Molecular Dynamics with NequIP
Simon Batzner, Harvard University
Machine-Learning
Interatomic Potentials have over the past decade emerged as a powerful
tool for increasing time- and length-scales of molecular dynamics
simulations while retaining the high accuracy of the reference
calculations they were trained on. Recently, the NequIP potential, an
equivariant neural network-based interatomic potential has been
demonstrated to obtain an unprecedented level of accuracy and sample
efficiency, allowing ML Interatomic Potentials to be trained with up to
1000x fewer training data than competing methods.
We will demonstrate how to train and subsequently deploy
NequIP interatomic potentials in molecular dynamics simulations. We
will outline best practices for data set selection and training of the
NequIP model as well as how to successfully run efficient simulations.
We will give an introduction to the NequIP software code and detail how
to work with its interface to the LAMMPS molecular dynamics software
suite, a highly efficient code for large-scale molecular dynamics
simulations, enabling the efficient and accurate study of a diverse
range of materials.
Predicting Electron Densities with e3nn
Josh Rackers, Sandia National Laboratories
One
of the fundamental challenges of atomic-scale science for the 21st
century is the ability to simulate large molecules with quantum
mechanical accuracy. What makes this problem so challenging is the poor
scaling of solving the equations of quantum mechanics on a classical
computer. Even the most efficient quantum chemistry programs, such as
Density Functional Theory (DFT), scale with the cube of the system size.

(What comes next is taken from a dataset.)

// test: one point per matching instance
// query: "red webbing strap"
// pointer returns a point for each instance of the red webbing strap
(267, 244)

This makes accurate simulations of large molecules with these methods
fundamentally impossible.
One proposed
method of breaking this “quantum scaling limit” is to use machine
learning (ML) to learn quantum mechanics. In this tutorial, we will
demonstrate how Euclidean Neural Networks in general, and e3nn in
particular, are well-suited for this task. As an instructive example, we
will show how to predict the electron density of clusters of water
molecules and examine how that model can transfer to larger systems.

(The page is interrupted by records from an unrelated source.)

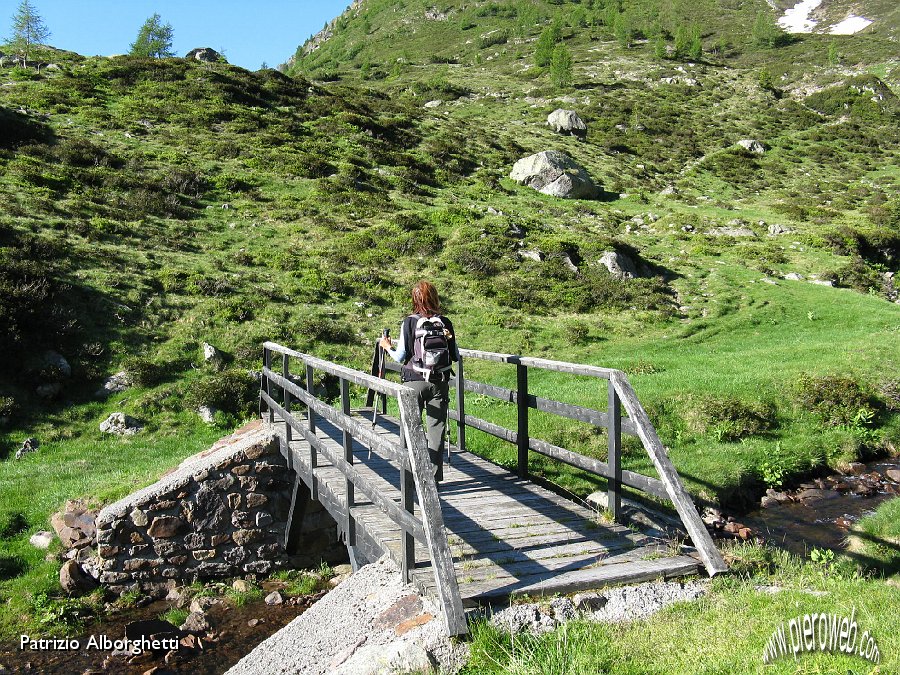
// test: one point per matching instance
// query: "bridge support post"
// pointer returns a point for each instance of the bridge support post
(460, 410)
(614, 459)
(286, 372)
(311, 419)
(348, 456)
(522, 429)
(407, 497)
(299, 502)
(267, 362)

Predicting Phonon Properties of Crystal Structures
Zhantao Chen and Nina Andrejevic, Massachusetts Institute of Technology
Phonon
density of states (DoS) is a key determinant of many properties of
crystalline solids. However, acquisition of phonon DoS is experimentally
nontrivial due to limited inelastic scattering facility resources, and
at the same time computationally expensive for complex materials,
particularly disordered systems. These challenges further lead to a
scarcity of phonon DoS data to perform data-driven studies.
e3nn
enables efficient and direct prediction of phonon DoS using easily
accessible input information about atomic structures, specifically atom
types, masses, and positions. By directly incorporating crystallographic
and 3D spatial symmetry constraints, e3nn can achieve good performance
even when trained on a modest phonon DoS dataset of ~1000 examples. In
this lecture, we will demonstrate how to predict phonon DoS from crystal
structures using e3nn, as well as introduce the natural extension of
predicting the DoS of alloy materials.